26 ; Kalut

1.1K 154 20
                                    

⚠️TW s.e.l.f h.a.r.m⚠️

❤️Happy Reading❤️
.
.
.

Pagi hari yang cerah, tetapi mendung justru menutupi wajah beberapa siswa di kelar XI IPS 4. Jam kosong yang seharusnya riuh dengan tingkah Arsen and the gang justru terlihat damai karena para tersangka tampak tidak memiliki minat untuk membuat masalah.

"Arsen nggak masuk karena apa, ya?" celetuk Sony dari tempat duduknya.

Brian, kawan sebangkunya, mengangkat bahu. "Tante Tia bilang kalo dia demam. Tapi gue nggak percaya, sih. Demam dari mana coba? Kemarin masih sehat-sehat aja," sahutnya merasa tak puas dengan jawaban yang diberikan Tia. Dia lantas menepuk bahu Daniel yang duduk di depannya.

"Lu nggak dikasih tahu sama dia, sakit apa gitu? 'Kan rumah kalian lumayan deket, tuh."

Yang ditanya menggeleng. "Chat gue juga nggak dibales, cuman Tante Tia aja yang kasih tahu kalau Arsen nggak berangkat," balas Daniel kemudian.

Ketiganya terdiam dengan pikiran masing-masing. Bagi Daniel, ini aneh. Karena selama ia mengenal Arsen, bocah itu tak pernah mengabaikan pesan atau pun panggilannya. Bukan merasa spesial, hanya saja Arsen selalu menaruh perhatian lebih pada Daniel semenjak percobaan bunuh dirinya tahun lalu.

"Kalian kenal Arsen berapa lama?"

Tiba-tiba sebuah suara menginterupsi keheningan mereka. Itu Cleon yang duduk di seberang meja Arsen. Bocah itu sedari tadi menyimak pembicaraan mereka, sampai akhirnya dia tidak tahan untuk ikut angkat bicara.

Ketiganya menoleh dan menatap Cleon. Sedikit tak percaya bahwa orang itu mendengarkan perbincangan mereka.
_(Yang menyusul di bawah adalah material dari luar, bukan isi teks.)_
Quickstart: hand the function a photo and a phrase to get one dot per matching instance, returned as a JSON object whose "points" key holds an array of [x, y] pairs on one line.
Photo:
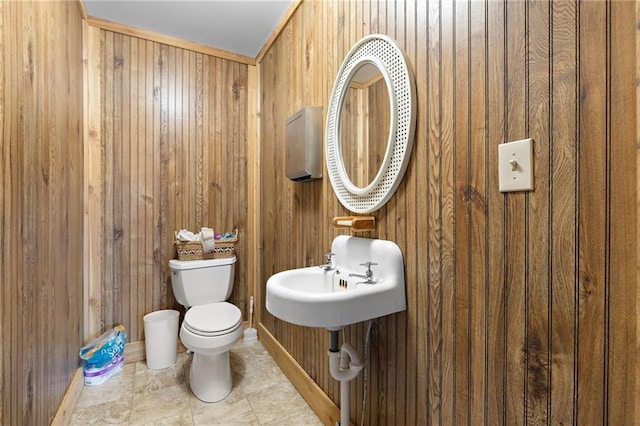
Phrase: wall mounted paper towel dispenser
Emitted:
{"points": [[304, 144]]}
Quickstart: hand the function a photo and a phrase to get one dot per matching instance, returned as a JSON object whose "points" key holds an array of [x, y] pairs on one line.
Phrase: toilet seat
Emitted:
{"points": [[212, 319]]}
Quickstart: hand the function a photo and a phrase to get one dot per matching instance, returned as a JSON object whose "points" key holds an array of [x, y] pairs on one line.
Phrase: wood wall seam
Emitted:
{"points": [[168, 40], [324, 408]]}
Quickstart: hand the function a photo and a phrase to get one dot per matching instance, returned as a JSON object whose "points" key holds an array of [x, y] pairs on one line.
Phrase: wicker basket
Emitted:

"Kalo kita, sih, sejak kelas tiga SMP. Soalnya dulu Arsen anak pindahan. Iya nggak, Son?" Brian menjawab sedikit ragu.

Sony mengangguk. "Iya, bener. Kebetulan kita sekelas dan nggak nyangka juga SMA bakal sekelas lagi," ujarnya menyetujui ucapan Brian.

"Karena kita bego, makanya ditakdirkan bersama." Brian menanggapi Sony, keduanya kompak tertawa ketika menyadari satu kesamaan dalam diri mereka.
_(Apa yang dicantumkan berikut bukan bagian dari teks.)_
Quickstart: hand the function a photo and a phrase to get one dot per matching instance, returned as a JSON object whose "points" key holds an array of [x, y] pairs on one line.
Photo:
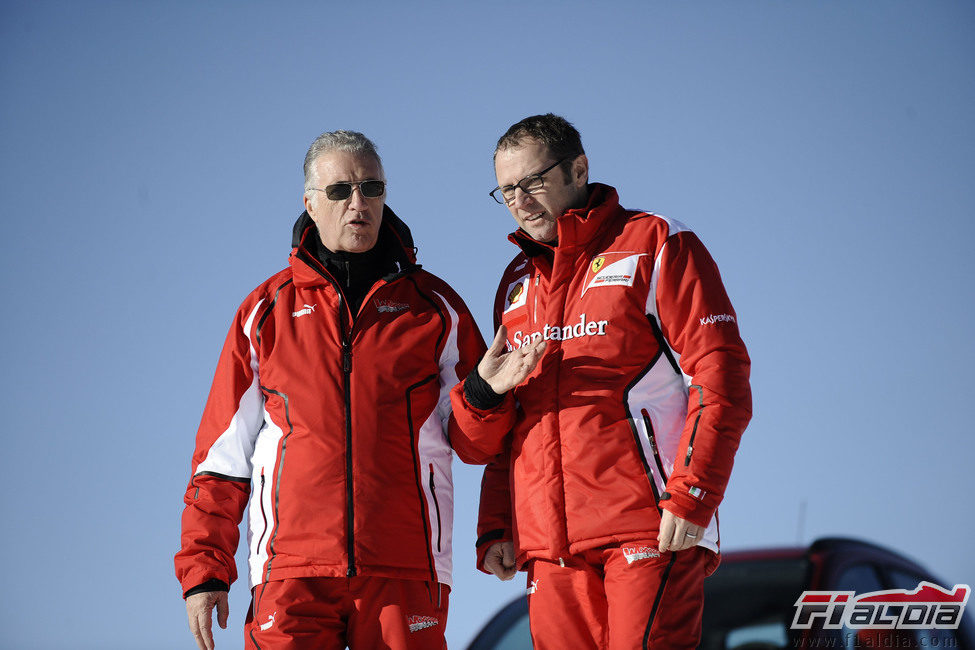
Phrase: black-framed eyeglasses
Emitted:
{"points": [[529, 185], [342, 191]]}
Mendengar itu Cleon mengangguk. Kemudian beralih menatap Daniel, dia agak sangsi jika alasan Daniel dan Arsen berteman sama dengan dua orang lainnya. Dari segi otak, Daniel jauh lebih unggul dari ketiganya. Bahkan Cleon mengakui jika Daniel itu cerdas.

"Karena Arsen baik."

Singkat, padat, dan jelas. Begitulah jawaban yang Daniel berikan, bocah itu kembali menatap ponselnya dan membaca materi. Cleon mengangguk, dan menyimpulkan sesuatu dari jawaban tiga temannya.

"Karena udah berteman lumayan lama. Sekarang gue mau tanya, deh." Cowok bertindik itu angkat bicara.

Membuat tiga remaja yang sudah fokus pada kegiatan masing-masing, menatap Cleon.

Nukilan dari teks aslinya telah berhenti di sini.